In the request for hosted transaction, the merchant must send an object called three_ds, with 2 associated fields: three_ds_version =2.0 and three_ds_required = true.
This ensures that the 3DS version is the correct one (version 2 as the first version has been deprecated) and that 3DS is required for that particular transaction. When the customer enters the card data, APEXX will interact with our 3DS provider.
For a frictionless authentication, APEXX will take the data that we were given by our 3DS provider and send it downstream for authorisation and then capture.
For a challenge interaction, APEXX will present the challenge over our hosted page. Once the challenge has been completed, we will get the data, verify it, and process the authorisation using that data.
All the complexities of 3DS is managed by APEXX and other than including the object and 2 fields above-mentioned, there is nothing else to implement on the merchant’s side, turning it into a very straightforward and easy way of implementing 3DS.
NOTE on PCI scope
HPP requires the lowest-level of compliance, SAQ-A
2.2. 3DS in Direct integrations and Client-Side Encryption
Who is it for? Either of these methods is more suitable to an enterprise-level merchants as there is SDK set-up required on the merchant’s side, and the PCI level required is higher.
The interaction with our 3DS provider is done via SDK that the merchant has to implement. When the customer is entering their card details on the merchant’s payment page or form, the SDK will be interact with that form. The merchants have to trigger a certain number of steps in order to attempt the authentication, including BIN look-up, device data collection etc.
Each of the SDK steps collects data about the interaction, about the customer, and about the device to ultimately form a request that is sent to our 3DS provider using the SDK. All of these steps happen behind the scenes, without the customer being aware - from their perspective, the authentication attempt is instantaneous and seamless.

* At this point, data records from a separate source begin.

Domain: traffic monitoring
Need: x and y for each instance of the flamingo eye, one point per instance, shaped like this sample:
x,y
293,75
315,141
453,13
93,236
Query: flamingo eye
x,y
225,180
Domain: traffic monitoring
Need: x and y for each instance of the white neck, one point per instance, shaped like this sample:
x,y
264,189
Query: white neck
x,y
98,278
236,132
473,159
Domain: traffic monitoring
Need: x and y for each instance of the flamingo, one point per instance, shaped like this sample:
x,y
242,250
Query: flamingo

If the authentication comes back in the response as a frictionless flow, the merchant will send this authentication request to APEXX to be verified. If the data comes back as a challenge, then a URL will be returned to the customer for them to complete the challenge. Once the challenge has been completed, the authentication data is sent to APEXX to be verified.
NOTE on PCI Scope
A CSE integration requires a SAQ A-EP level
A direct integration either requires a SAQ-D or PCI Level 1 (the highest level of compliance)
2.3. External 3DS Providers
Merchants can also choose to do the 3DS outside of APEXX - in whjch case they would interact with their own 3DS provide, get the authentication data and send it to APEXX to pass it through. This would only be possible with a direct or CSE integration.